L’objectif d’atteindre en 2020 une baisse des émissions de gaz à effet de serre (hors marché du carbone)[1] de 20% par rapport au niveau de 2005 a été atteint au Luxembourg, en partie « grâce » à la pandémie de Covid-19 qui a imposé une réduction importante des activités humaines cette année-là. Mais une forte accélération de l’effort est attendue d’ici à 2030. La comparaison est impressionnante : depuis 2005, les émissions baissaient en moyenne de 0,7% par an (en excluant l’année 2020), alors que le plan climat national ambitionne un recul moyen des émissions de plus de 6% chaque année entre 2021 et 2030. Cette accélération de la trajectoire apparaît d’autant plus ambitieuse que les années 2017, 2018 et 2019 étaient marquées par un retour de la hausse des rejets carbonés au Luxembourg.

En outre, le fait que le pays connaisse une croissance démographique aussi soutenue n’est pas neutre sur le plan des objectifs climatiques et appelle deux constats. Le premier est que la baisse des émissions du pays observée depuis 2005 dessine en fait une dynamique de découplage. Quand les émissions totales n’ont baissé que de 0,7% par an en moyenne de 2005 à 2019, les émissions par tête ont reculé de 2,7% l’an, passant de près de 22 tonnes équivalent CO2 (teCO2) par habitant à 15 (hors marché du carbone). Le deuxième est que la perspective d’une forte dynamique démographique, qui pourrait déboucher sur un Luxembourg à 760.000 habitants en 2030[2], revient à comprimer les émissions par tête de l’ordre de 8% par an entre 2021 et 2030, pour les amener autour de 6 teCO2 par tête. Cela représente un triplement du rythme de baisse observé depuis 2005.

En d’autres termes, si l’on tient compte des émissions par tête, le « fit for 55 » (objectif européen – et luxembourgeois – de baisse de 55% des émissions en 2030 par rapport à 2005) se traduit localement par « fit for 73 ».

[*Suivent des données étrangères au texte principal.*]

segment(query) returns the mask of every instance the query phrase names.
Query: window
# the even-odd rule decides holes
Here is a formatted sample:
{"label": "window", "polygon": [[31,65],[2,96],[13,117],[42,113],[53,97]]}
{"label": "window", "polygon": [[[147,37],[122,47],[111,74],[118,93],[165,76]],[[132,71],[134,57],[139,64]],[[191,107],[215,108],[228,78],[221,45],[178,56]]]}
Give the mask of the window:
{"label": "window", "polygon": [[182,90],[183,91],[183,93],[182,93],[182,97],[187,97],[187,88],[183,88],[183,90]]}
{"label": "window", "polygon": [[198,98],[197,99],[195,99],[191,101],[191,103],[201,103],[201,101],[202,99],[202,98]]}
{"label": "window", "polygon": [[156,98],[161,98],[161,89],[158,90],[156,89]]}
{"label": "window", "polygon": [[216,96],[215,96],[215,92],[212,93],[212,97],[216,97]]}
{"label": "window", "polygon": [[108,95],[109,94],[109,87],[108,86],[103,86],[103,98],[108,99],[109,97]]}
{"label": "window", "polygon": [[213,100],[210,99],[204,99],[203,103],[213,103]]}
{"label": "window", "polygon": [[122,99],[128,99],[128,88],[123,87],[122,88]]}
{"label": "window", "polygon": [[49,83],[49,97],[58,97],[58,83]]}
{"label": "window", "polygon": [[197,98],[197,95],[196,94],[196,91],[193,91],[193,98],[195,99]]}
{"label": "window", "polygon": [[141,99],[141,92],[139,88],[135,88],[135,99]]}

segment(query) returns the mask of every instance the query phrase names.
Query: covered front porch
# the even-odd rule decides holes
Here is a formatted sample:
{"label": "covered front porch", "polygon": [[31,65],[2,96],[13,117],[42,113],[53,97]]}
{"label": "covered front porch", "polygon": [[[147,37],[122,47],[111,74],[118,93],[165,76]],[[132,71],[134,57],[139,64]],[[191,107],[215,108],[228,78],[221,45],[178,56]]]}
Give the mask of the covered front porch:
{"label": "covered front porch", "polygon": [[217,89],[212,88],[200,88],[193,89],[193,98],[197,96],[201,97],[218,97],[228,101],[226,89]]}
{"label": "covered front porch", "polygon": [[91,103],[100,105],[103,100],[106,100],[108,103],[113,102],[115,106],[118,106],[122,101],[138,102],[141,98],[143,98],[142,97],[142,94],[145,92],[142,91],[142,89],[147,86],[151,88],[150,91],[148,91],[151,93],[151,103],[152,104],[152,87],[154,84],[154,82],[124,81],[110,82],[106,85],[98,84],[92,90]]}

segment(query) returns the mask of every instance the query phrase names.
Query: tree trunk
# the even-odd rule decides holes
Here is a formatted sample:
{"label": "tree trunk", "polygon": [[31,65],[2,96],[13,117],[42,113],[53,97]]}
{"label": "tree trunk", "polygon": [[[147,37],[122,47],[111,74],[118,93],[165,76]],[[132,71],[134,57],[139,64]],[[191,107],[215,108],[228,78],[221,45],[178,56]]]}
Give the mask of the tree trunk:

Vu les projections démographiques d’Eurostat et les objectifs nationaux en discussion depuis le rehaussement des objectifs en juillet dernier, il s’agit là – et de loin – du plus important effort attendu en comparaison européenne. Pour autant, il serait difficile de critiquer la répartition de l’effort entrevue par la Commission européenne sous prétexte qu’il n’intégrerait pas suffisamment la dynamique éco-démographique luxembourgeoise. En effet, la cible implicite de 6 teCO2 par tête en 2030 (hors marché du carbone) représenterait toujours un niveau d’émissions 2,4 fois plus important que la moyenne de l’UE (2,5 teCO2 / hab), et laisserait le Luxembourg encore largement en tête du classement.

En outre, la traditionnelle critique selon laquelle la mesure actuelle des émissions de CO2 est inappropriée parce qu’elle intègre les achats de carburant des non-résidents pourrait bien souffrir des estimations à venir de l’empreinte carbone, réellement liée aux « modes de vie » et « de production » des entités résidentes.

Le défi s’annonce (vraiment) considérable.


[1] Par convention, toutes les données présentées dans cet article excluent les émissions liées au marché européen du carbone qui entrent dans des objectifs de réduction transnationaux, ainsi que le bilan carbone résultant des activités liées à l’utilisation des terres, au changement d’affectation des terres et à la foresterie.